How does it go… sticks and stones could break my bones but words would never hurt me.

I’m sat on my sofa with tears running down my cheeks as my little baby looks up at me confused.

Today we went to visit a friend. Little Elle was in the sling – the first time I’d managed to get her in it without her screaming the apartment block down. Progress I thought. We got to town and she was still quite happy I was over the moon.

On the way home she decided she didn’t like the sling anymore and was screaming and writhing to get out. She wouldn’t let me put it around her head, nor wear a hat without screaming but she was wrapped up warm.

As I walked past a shop there was a lady sat outside with a sign, begging. She turned to me and told me I needed to put a hat on my baby. I carried on walking now feeling like the worst mother in the world.

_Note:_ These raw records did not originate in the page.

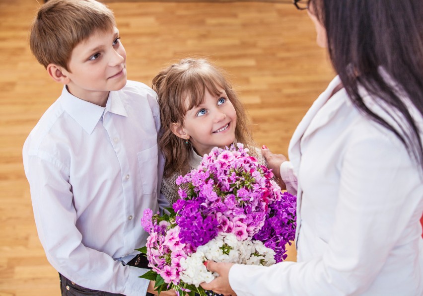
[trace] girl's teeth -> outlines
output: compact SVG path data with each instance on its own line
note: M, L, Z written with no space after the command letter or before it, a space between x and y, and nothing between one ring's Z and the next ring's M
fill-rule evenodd
M226 125L226 126L223 127L223 128L221 128L221 129L220 129L220 130L217 130L217 131L216 131L215 132L214 132L214 133L219 133L219 132L222 132L223 131L224 131L224 130L226 130L227 128L228 128L228 125L229 125L229 124L227 124L227 125Z

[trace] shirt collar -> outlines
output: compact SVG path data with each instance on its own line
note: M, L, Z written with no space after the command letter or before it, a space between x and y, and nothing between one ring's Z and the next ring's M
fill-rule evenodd
M81 100L63 87L60 100L65 110L88 134L91 134L103 113L110 112L127 116L127 113L119 97L119 92L110 91L106 107Z

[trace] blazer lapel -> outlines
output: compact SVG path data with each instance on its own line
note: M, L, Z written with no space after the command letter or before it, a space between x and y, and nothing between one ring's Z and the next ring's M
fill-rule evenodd
M289 142L289 146L288 148L289 160L292 162L294 168L298 168L299 165L299 159L301 156L300 142L301 139L304 133L306 133L306 131L307 134L309 134L310 131L308 130L310 129L308 128L310 126L311 121L313 120L319 110L320 110L327 101L334 88L340 82L341 79L339 78L339 77L336 76L329 83L326 89L314 101L301 122L298 124L297 128L295 129L295 131L294 132L292 137L291 138L291 141ZM324 123L327 122L327 120L324 120L322 118L321 121L319 121L320 122L318 125L319 127L322 126L322 125L324 124ZM314 127L312 129L315 130ZM295 172L298 173L296 171Z

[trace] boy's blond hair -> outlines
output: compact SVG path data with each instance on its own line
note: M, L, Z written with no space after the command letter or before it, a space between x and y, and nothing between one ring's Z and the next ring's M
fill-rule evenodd
M112 11L95 0L50 0L40 8L34 20L30 47L46 68L54 64L69 71L72 51L78 43L97 30L115 26Z

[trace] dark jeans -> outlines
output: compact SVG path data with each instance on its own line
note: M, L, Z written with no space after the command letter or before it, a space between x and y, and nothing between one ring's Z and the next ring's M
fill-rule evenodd
M136 266L141 268L150 268L148 267L148 261L147 258L141 254L136 256L133 259L128 263L128 265ZM141 274L140 275L141 275ZM98 290L93 290L84 288L73 282L70 281L59 274L60 279L60 291L62 296L82 296L83 295L92 295L93 296L116 296L122 294L115 294L109 292L105 292ZM140 281L141 280L140 279ZM151 296L153 294L147 293L146 296Z

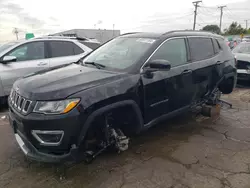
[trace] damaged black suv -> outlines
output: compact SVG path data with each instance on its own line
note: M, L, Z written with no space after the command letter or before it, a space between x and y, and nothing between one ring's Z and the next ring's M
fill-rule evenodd
M162 119L231 93L235 58L209 32L121 35L78 62L13 85L9 120L27 157L43 162L124 151Z

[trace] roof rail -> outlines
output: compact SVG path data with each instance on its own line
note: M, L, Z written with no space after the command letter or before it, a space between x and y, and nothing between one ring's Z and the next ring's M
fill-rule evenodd
M124 33L124 34L121 34L121 36L123 36L123 35L131 35L131 34L136 34L136 33L141 33L141 32L130 32L130 33Z
M76 40L89 40L88 38L84 37L69 37L69 36L63 36L63 35L48 35L48 36L42 36L42 37L36 37L36 39L76 39Z
M204 32L204 33L217 34L217 33L211 32L211 31L186 29L186 30L173 30L173 31L168 31L168 32L163 33L163 35L170 34L170 33L174 33L174 32L197 32L197 33L198 33L198 32Z

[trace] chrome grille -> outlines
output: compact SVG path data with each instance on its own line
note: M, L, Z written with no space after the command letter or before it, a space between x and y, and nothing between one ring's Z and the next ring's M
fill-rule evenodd
M10 93L10 102L15 109L24 114L29 111L32 103L32 101L25 99L14 90Z

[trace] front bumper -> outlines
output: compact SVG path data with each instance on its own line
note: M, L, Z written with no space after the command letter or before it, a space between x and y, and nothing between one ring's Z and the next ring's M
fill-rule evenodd
M48 163L75 161L78 157L77 138L81 130L79 112L70 115L44 117L43 114L23 116L10 106L9 122L16 141L23 153L30 159ZM46 146L38 142L31 134L35 130L62 130L65 132L58 146Z
M250 81L250 70L237 69L237 79Z
M53 155L39 152L21 133L15 133L16 141L23 153L31 160L45 163L62 163L76 160L78 148L72 148L69 153L63 155Z

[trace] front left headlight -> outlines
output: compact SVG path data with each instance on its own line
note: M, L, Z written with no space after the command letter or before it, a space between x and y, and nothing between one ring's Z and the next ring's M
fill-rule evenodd
M61 101L38 101L33 112L44 114L65 114L71 111L80 99L66 99Z

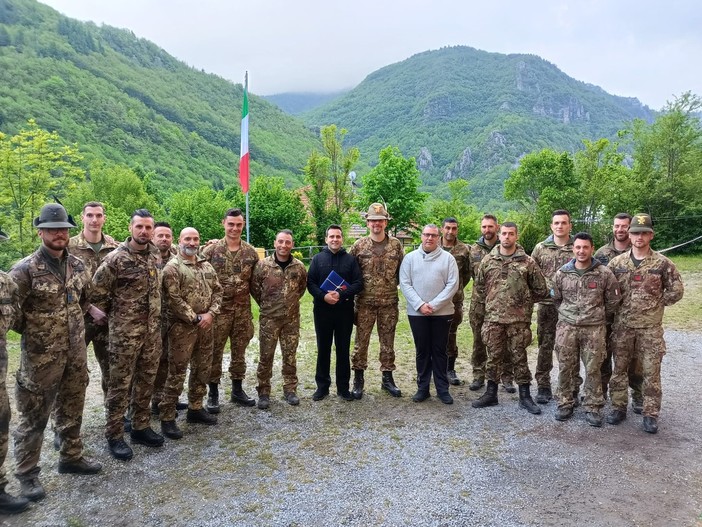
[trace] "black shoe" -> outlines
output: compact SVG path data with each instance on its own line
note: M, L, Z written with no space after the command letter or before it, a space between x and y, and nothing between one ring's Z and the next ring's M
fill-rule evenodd
M585 414L585 421L587 421L587 424L590 426L596 426L599 428L602 426L604 419L599 412L587 412Z
M573 417L573 409L572 408L556 408L556 413L553 414L554 419L556 421L567 421L571 417Z
M244 388L241 386L241 380L232 380L232 398L233 403L241 406L254 406L256 401L246 395Z
M429 399L429 392L425 392L424 390L417 390L417 393L415 393L412 396L412 400L415 403L421 403L422 401L426 401L427 399Z
M284 393L283 399L285 399L290 406L297 406L298 404L300 404L300 398L295 392Z
M607 416L607 422L611 425L618 425L626 419L626 410L612 410Z
M17 514L29 507L29 500L24 496L17 496L0 491L0 514Z
M161 421L161 433L168 439L180 439L183 437L183 432L175 421Z
M345 392L344 392L344 391L337 390L337 391L336 391L336 394L337 394L339 397L341 397L344 401L354 401L354 400L356 399L356 398L351 394L351 392L348 391L348 390L346 390ZM314 398L314 397L313 397L313 398Z
M110 448L110 454L112 454L112 457L115 459L129 461L134 455L132 447L121 437L119 439L108 439L107 446Z
M58 470L59 474L97 474L102 470L102 465L81 457L77 461L59 461Z
M439 400L444 403L444 404L453 404L453 397L451 397L451 394L446 392L446 393L440 393L438 394Z
M132 430L129 434L132 443L149 446L152 448L163 446L163 436L153 431L150 426L143 430Z
M217 418L204 408L200 408L199 410L188 409L185 420L188 423L200 423L203 425L217 424Z
M485 386L485 379L478 377L477 379L473 379L473 382L468 385L468 389L471 392L477 392L483 386Z
M46 491L39 478L34 476L20 480L20 495L29 501L39 501L46 497Z
M312 394L312 400L313 401L321 401L327 395L329 395L329 390L322 390L321 388L317 388L315 390L315 392Z
M488 386L485 389L485 393L480 396L477 401L473 401L471 406L473 408L485 408L487 406L497 405L497 383L495 381L488 381Z
M402 396L402 392L400 391L400 389L397 386L395 386L395 379L392 378L391 371L383 372L383 381L380 383L380 387L393 397Z
M648 432L649 434L658 432L658 421L655 417L644 417L644 432Z
M553 399L553 392L551 388L541 388L536 391L536 402L539 404L548 404L548 402Z

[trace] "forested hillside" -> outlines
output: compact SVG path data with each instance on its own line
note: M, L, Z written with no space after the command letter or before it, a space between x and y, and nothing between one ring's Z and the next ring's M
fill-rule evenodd
M524 154L574 152L583 139L612 138L654 116L637 99L574 80L537 56L451 47L375 71L302 117L348 129L362 160L398 145L416 157L426 188L463 178L479 203L501 206L503 182Z
M242 71L242 79L244 72ZM191 68L132 32L78 22L33 0L0 0L0 132L29 119L87 161L154 174L165 191L238 178L242 86ZM318 139L250 96L255 175L302 181Z

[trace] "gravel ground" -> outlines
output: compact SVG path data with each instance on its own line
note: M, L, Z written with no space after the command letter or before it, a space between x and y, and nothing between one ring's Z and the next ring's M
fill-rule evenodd
M0 517L0 525L699 527L700 337L666 333L657 435L644 433L632 412L618 427L601 429L587 426L582 409L556 422L554 402L532 416L502 390L494 408L471 408L480 393L467 386L452 388L452 406L435 397L416 404L411 372L398 372L403 397L393 399L381 393L379 372L369 371L361 401L315 403L306 380L297 408L275 392L268 412L225 402L218 426L181 417L182 440L155 450L137 445L124 463L106 450L93 374L84 438L103 473L59 475L47 437L47 498L22 515ZM467 374L461 362L459 373ZM250 376L250 391L253 382ZM6 465L11 473L11 453ZM17 490L12 481L9 491Z

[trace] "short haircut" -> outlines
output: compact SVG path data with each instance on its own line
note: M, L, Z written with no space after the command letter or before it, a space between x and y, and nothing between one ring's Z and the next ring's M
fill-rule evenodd
M517 227L517 224L513 221L504 222L502 225L500 225L500 230L504 229L505 227L508 229L514 229L515 232L519 233L519 227Z
M579 232L575 236L573 236L573 241L575 240L587 240L590 242L590 245L594 247L595 242L592 240L592 236L590 236L589 233L587 232Z
M329 231L331 231L331 230L338 230L338 231L341 231L341 234L342 234L342 235L343 235L343 233L344 233L344 230L341 228L341 225L337 225L337 224L334 223L334 224L330 225L329 227L327 227L327 230L324 232L324 234L325 234L326 236L329 236ZM292 233L290 233L290 234L292 234Z
M99 201L89 201L85 205L83 205L83 212L85 212L85 209L88 207L100 207L102 209L102 213L105 214L105 205L100 203Z

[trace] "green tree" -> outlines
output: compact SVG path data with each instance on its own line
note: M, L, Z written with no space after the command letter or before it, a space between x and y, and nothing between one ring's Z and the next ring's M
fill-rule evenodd
M389 229L414 232L422 227L427 194L419 192L421 180L413 157L404 158L397 147L380 151L379 163L363 177L359 192L359 208L371 203L385 203L391 220Z

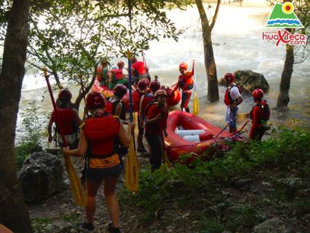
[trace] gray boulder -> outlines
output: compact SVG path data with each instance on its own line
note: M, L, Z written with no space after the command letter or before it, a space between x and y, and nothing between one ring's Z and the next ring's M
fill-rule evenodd
M19 179L26 201L46 199L61 190L61 160L45 152L33 153L25 161Z
M247 70L237 70L234 74L236 77L235 83L241 87L244 93L251 94L256 88L260 88L265 92L269 90L269 85L262 74ZM220 79L219 84L227 85L224 78Z
M279 218L267 220L254 227L256 233L289 233L289 228Z

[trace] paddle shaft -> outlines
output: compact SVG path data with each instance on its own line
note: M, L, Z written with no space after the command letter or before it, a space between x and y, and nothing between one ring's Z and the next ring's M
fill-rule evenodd
M44 77L45 78L46 83L48 84L48 92L50 92L50 99L52 100L52 103L53 104L54 111L56 114L56 119L58 121L59 127L59 132L63 139L63 147L67 146L67 141L65 140L65 134L63 132L63 125L61 124L61 121L60 121L59 114L57 110L57 107L56 106L55 99L53 96L53 91L52 90L52 88L50 86L50 80L48 79L48 72L46 68L43 69L44 71Z

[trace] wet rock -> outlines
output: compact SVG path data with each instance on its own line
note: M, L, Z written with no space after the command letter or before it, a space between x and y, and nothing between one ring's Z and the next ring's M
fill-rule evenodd
M244 93L251 94L256 88L267 92L269 89L269 85L262 74L249 70L237 70L234 74L236 77L235 83L241 87ZM224 78L220 79L219 84L227 85Z
M50 194L60 192L62 178L61 160L45 152L30 154L19 176L27 202L46 199Z
M256 233L289 233L291 230L279 218L267 220L254 227Z

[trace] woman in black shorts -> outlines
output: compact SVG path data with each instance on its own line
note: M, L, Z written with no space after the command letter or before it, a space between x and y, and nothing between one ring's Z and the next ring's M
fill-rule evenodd
M116 153L119 144L128 148L134 124L129 123L127 132L118 118L105 111L105 101L99 92L91 92L86 98L86 106L92 114L80 132L79 148L76 150L63 149L66 156L82 156L90 145L91 155L87 170L87 203L85 207L87 221L82 227L92 230L94 214L96 210L96 195L103 180L104 194L112 223L110 232L120 232L118 228L119 207L115 189L121 172L121 161Z

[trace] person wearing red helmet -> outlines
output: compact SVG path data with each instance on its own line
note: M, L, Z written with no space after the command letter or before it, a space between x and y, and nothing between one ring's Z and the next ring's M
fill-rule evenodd
M144 78L138 82L138 89L132 92L132 104L134 111L138 112L138 122L140 122L140 101L142 97L147 92L147 88L149 85L149 80ZM140 124L138 124L138 134L137 137L138 152L145 152L143 145L144 129Z
M227 89L224 97L224 103L227 106L226 110L226 122L229 125L229 132L237 132L237 107L243 101L241 91L239 87L234 82L235 76L231 73L226 73L224 76Z
M120 232L118 202L115 190L121 173L121 161L115 145L120 143L128 148L134 123L129 123L127 133L117 117L105 111L105 101L99 92L90 92L86 98L86 106L91 116L85 119L81 128L81 138L76 150L63 148L65 156L82 156L90 146L91 154L87 169L87 221L82 227L93 230L94 214L96 210L96 196L101 183L104 181L104 194L112 223L110 232Z
M262 89L254 90L252 95L256 105L253 107L250 113L247 114L247 116L249 116L252 120L249 136L251 140L260 141L269 128L267 121L269 119L270 108L267 101L262 100L264 92Z
M56 101L57 112L59 116L59 121L63 129L65 139L71 148L76 148L79 142L79 125L81 119L76 110L72 108L71 98L72 94L68 89L62 89L59 92ZM52 112L50 121L48 125L48 142L50 143L53 141L52 135L52 127L55 123L55 141L60 147L63 145L63 139L59 133L59 122L57 121L56 112Z
M163 135L167 135L168 108L166 104L167 92L161 89L155 93L155 102L149 104L145 121L145 139L150 148L149 163L152 171L161 165L164 155Z
M182 101L180 104L181 110L185 110L186 112L189 112L189 108L188 108L188 103L191 99L192 89L194 87L193 76L194 74L194 66L196 65L195 61L193 61L193 68L192 72L187 72L188 65L186 63L182 62L179 65L179 70L180 74L178 76L178 82L173 92L174 93L176 90L182 89Z
M161 83L157 80L153 80L149 83L149 89L151 92L149 93L145 94L141 97L140 101L140 125L141 127L144 127L144 123L145 122L147 114L145 114L146 108L147 105L154 102L155 99L155 92L161 88ZM138 151L140 152L140 151Z
M100 85L106 85L108 78L107 65L109 61L103 59L101 61L101 65L99 65L96 69L96 79L99 81Z

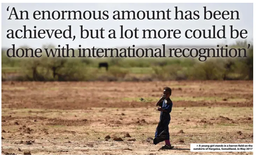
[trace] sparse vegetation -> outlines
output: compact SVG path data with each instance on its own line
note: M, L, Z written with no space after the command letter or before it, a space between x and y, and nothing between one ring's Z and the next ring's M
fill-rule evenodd
M246 48L248 43L237 41L229 47ZM5 52L2 51L2 80L252 80L253 78L253 45L247 49L246 57L208 58L202 62L196 59L168 57L10 59ZM98 68L103 61L109 63L108 71Z

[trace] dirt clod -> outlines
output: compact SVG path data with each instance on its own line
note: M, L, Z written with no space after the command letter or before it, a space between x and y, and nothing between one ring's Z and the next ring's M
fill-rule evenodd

Had I tried to put a hat on her? Yes, she wasn’t having any of it.

This isn’t the first time I’ve got home and cried.

My daughter hated being in the pram. She constantly wanted to be carried, as soon as you put her down she would wake and scream.  She wouldn’t go in the sling without getting so angry and upset, there was no calming her.

So I had two choices – put her in the pram or sling and she cry, or carry her.

I carried her a couple of times and I can’t even count on my two hands the amount of people who came up to me and asked whether I should be carrying her around like that, where her pram was, do I not have a sling?. I was so used to justifying myself I already had a ready made speech.

I got so tired of this I went on with using the pram and still people would say to me, poor baby, pick her up.

I can’t win. It’s got to the point where I’m afraid to leave the house.

The only thing harming my child right now is those judgemental strangers taking away her happy mother.

Shes warm, happy and fed. As my children’s nurse said, she’s smart and she wants to be close to her mum.

She is happy with me, I’m not going to let strangers make me feel like I don’t know my own daughters needs.

If she needs my comfort then that’s what she will get.

Oh and also “you’re spoiling her” has come up many times. It’s the 21st century, that view is outdated. Please go and read a book.

She is a happy well looked after baby, she just needs a happy mum too.

Think before you give out one of your golden nuggets of wisdom – do you have the evidence to back it up? is it opinion or fact? does the recipient actually want it, or are you just going to ruin their day?